Una città, insomma, che ha bocciato nettamente il Partito Democratico e i candidati delle liste alleate, come il deputato uscente Angelo D’Agostino, staccato di ben 4 mila voti da Michele Gubitosa (5S). Anche in questo caso le periferie hanno giocato un ruolo importante, laddove invece avrebbero dovuto garantire un bel numero di voti all’intera coalizione di centrosinistra, data la presenza di vari esponenti che, durante le amministrative, possono vantare un numero importante di consensi. E c’è anche chi, all’interno del Pd cittadino, ma anche tra gli alleati, punta il dito contro l’amministrazione Foti, rea di aver fatto perdere ulteriori voti.

Qualcosa, d’altronde, non ha funzionato al di là del “vento a 5 Stelle” che ha soffiato su tutta l’Italia, in particolar modo sul Mezzogiorno. E la caccia alle streghe è già cominciata.

D’altronde i segnali c’erano tutti già nei giorni precedenti al voto quando, tra i corridoi della federazione irpina del Pd, ma anche di Palazzo di Città, giravano già voci di un possibile disimpegno da parte di chi era rimasto fuori dalla tornata elettorale (ipotesi a cui seguiranno le smentite di rito, come da prassi).

Il malcontento, inoltre comincia già a registrarsi. E’ il caso di D’Agostino, la cui sconfitta ha gettato un velo di malumore su tutta la sua area verso gli alleati, a cominciare dal Pd.
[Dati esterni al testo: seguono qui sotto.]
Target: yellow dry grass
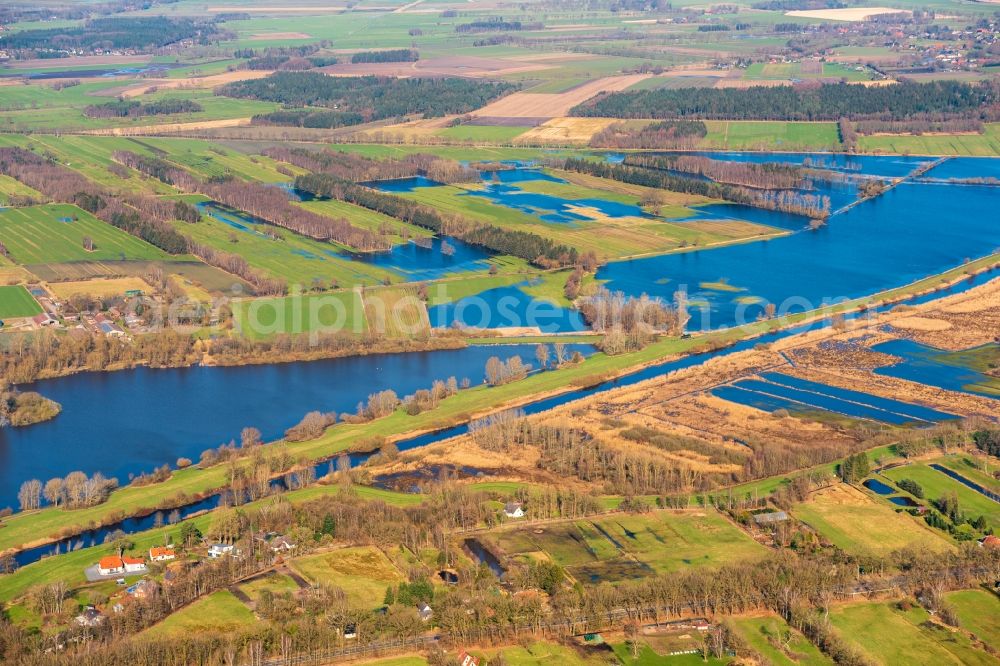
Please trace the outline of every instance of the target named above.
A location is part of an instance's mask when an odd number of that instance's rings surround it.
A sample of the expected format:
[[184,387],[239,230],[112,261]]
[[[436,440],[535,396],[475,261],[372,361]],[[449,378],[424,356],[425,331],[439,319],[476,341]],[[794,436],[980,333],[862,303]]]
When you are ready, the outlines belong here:
[[518,143],[587,144],[606,129],[614,118],[553,118],[517,137]]
[[256,35],[251,35],[251,41],[262,41],[267,39],[309,39],[312,35],[308,35],[304,32],[258,32]]
[[635,85],[649,74],[609,76],[563,93],[514,93],[487,104],[473,115],[494,118],[556,118],[566,116],[577,104],[602,92],[617,92]]
[[137,277],[53,282],[48,287],[49,291],[59,298],[69,298],[73,294],[87,294],[99,298],[122,296],[131,289],[139,289],[146,293],[151,291],[146,281]]
[[844,9],[799,9],[785,12],[785,16],[825,19],[827,21],[864,21],[882,14],[910,14],[905,9],[892,7],[845,7]]
[[790,79],[754,79],[745,81],[743,79],[719,79],[713,88],[777,88],[778,86],[790,86]]
[[139,125],[135,127],[108,127],[90,130],[85,134],[97,136],[140,136],[143,134],[168,134],[190,130],[218,129],[221,127],[245,127],[250,118],[225,118],[223,120],[202,120],[190,123],[166,123],[163,125]]
[[946,331],[951,328],[951,322],[929,317],[900,317],[894,320],[892,325],[913,331]]
[[251,79],[263,79],[274,72],[263,69],[240,69],[235,72],[223,72],[212,74],[211,76],[198,76],[185,79],[154,79],[140,83],[137,86],[126,88],[121,92],[122,97],[138,97],[146,94],[151,88],[156,90],[167,90],[175,88],[214,88],[224,83],[233,81],[249,81]]
[[0,285],[21,284],[34,276],[21,266],[0,266]]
A tal proposito, si registra l’assenza dell’assessore Paola Valentino (quota D’Agostino) dalla giunta comunale che si è tenuta ieri a Palazzo di Città. I maligni ci hanno letto un primo segnale di rottura all’interno dell’amministrazione e del Consiglio Comunale dove, tra le altre, è presente anche Gianluca Festa, già opposizione in maggioranza, anch’egli sostenitore di D’Agostino.

Da capire come si comporteranno di dameliani, che alle elezioni sostenevano l’ex deputato. E poi c’è Nicola Poppa, che lo ha abbandonato all’ultimo momento, ma la rottura era in atto da tempo. Ufficialmente sarebbe passato con Umberto del Basso de Caro, ufficiosamente è così. Poi c’è tutta la truppa dei deluchiani, rimasti subito delusi dal Pd per la mancata candidatura dell’ex senatore, ma anche per quella della D’Amelio che, se eletta, avrebbe portato De Luca diritto in Regione. Tutto un gioco ad incastri che finisce per alimentare il clima di sospetto degli uni sugli altri perchè, se proprio sconfitta doveva essere, almeno sarebbe potuta arrivare in maniera dignitosa.

Il clima, insomma, non è dei più sereni a Palazzo di Città, anzi non lo è mai stato. Da oggi lo è meno. Fortuna che tra poco più di un mese scatterà la gestione ordinaria dell’ente, ma prima l’Aula sarà chiamata a decidere su Acs, Teatro e Bilancio. Bisognerà faticare non poco tra i mal di pancia in maggioranza per trovare i voti necessari.